Er überbrückte die Distanz zwischen uns in zwei großen Schritten.
Ich verharrte, als er eine Hand hob.
Sanft strich er mir eine Strähne hinter das Ohr. Seine Fingerspitzen glitten federleicht an der Seite meines Halses hinunter.
„Cynthia.“ Seine tiefe, ruhige Stimme jagte mir Schauer über den Rücken. „Ich möchte nicht dein großer Bruder sein.“
Mit plötzlich trockenem Hals schluckte ich schwer. „Was willst du dann?“, flüsterte ich. Ich wollte den Zauber nicht brechen, der seine Hand sanft an der Ecke meines Halses und meiner Schulter hielt.

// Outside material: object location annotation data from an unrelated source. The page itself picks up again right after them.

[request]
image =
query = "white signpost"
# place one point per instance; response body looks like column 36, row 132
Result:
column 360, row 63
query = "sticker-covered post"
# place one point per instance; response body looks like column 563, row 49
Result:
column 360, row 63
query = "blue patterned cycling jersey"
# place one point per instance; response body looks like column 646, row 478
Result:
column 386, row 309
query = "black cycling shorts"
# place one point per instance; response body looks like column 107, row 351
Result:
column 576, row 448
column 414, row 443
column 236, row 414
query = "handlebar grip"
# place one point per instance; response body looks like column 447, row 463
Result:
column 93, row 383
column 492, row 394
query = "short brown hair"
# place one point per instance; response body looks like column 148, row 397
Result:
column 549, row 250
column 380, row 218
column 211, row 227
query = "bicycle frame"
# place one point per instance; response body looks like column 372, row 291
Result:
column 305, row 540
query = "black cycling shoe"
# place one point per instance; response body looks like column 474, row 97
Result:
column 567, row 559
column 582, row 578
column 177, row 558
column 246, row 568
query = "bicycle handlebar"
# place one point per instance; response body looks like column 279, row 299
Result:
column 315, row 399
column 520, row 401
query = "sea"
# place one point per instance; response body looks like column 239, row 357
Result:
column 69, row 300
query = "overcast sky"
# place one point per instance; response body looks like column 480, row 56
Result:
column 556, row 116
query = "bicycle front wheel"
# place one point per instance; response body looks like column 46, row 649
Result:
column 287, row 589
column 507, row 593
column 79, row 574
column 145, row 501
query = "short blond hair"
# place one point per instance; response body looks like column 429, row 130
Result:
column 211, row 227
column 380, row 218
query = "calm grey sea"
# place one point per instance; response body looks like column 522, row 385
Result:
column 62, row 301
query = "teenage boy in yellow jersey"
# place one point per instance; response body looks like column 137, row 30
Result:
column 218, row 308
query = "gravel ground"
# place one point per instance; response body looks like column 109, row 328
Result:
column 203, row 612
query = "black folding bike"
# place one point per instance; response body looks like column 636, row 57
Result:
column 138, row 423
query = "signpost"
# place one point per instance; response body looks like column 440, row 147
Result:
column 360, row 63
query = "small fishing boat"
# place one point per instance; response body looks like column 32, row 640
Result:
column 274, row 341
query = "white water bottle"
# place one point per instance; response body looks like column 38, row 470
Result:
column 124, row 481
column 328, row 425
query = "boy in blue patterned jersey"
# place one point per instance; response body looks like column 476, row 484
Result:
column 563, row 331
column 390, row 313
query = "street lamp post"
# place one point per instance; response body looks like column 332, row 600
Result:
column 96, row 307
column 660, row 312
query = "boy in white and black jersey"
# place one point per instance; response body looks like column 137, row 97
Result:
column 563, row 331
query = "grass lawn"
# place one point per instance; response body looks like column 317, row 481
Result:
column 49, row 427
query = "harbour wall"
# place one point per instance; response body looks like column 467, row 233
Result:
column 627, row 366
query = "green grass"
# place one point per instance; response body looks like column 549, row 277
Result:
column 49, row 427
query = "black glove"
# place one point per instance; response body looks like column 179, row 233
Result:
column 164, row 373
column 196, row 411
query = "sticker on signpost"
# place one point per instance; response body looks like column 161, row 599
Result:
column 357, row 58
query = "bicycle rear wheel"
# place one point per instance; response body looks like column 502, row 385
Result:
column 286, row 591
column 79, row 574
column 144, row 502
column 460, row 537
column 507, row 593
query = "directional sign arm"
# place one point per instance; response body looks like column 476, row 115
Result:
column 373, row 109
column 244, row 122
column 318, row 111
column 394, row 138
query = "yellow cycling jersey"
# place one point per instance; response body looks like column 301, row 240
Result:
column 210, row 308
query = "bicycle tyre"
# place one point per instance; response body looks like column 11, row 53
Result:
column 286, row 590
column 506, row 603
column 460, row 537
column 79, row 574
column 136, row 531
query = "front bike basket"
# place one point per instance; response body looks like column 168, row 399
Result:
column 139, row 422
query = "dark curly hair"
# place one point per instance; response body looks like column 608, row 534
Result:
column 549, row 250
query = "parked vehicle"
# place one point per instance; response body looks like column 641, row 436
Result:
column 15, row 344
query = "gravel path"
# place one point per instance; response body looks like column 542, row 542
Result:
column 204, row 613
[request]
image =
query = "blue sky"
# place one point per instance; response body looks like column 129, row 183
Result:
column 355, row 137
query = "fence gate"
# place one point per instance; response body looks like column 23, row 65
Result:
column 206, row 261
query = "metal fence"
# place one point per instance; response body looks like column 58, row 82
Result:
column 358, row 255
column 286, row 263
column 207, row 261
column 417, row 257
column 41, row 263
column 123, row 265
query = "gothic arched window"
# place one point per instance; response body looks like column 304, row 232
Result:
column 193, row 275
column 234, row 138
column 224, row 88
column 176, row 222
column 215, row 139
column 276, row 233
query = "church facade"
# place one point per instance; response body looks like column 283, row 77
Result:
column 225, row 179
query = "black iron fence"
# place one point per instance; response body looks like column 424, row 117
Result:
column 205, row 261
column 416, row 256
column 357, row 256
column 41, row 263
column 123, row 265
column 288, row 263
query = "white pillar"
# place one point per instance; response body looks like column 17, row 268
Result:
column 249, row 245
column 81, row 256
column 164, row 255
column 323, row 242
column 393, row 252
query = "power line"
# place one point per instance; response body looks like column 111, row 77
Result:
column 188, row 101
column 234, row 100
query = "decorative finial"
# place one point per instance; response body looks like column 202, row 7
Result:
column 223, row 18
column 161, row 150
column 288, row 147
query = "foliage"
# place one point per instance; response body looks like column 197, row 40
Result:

Das war so anders als der Asher, für den ich ihn gehalten hatte. Wo war die übliche Distanz, die er hielt?
Aber dann war auch nichts anderes an diesem Abend gewöhnlich gewesen. Warum sollte es das sein?
„Asher?“ Ich hatte Angst, dass er nicht antworten würde. Bitte schließ mich jetzt nicht aus.
Das Eis in seinen blauen Augen taute auf.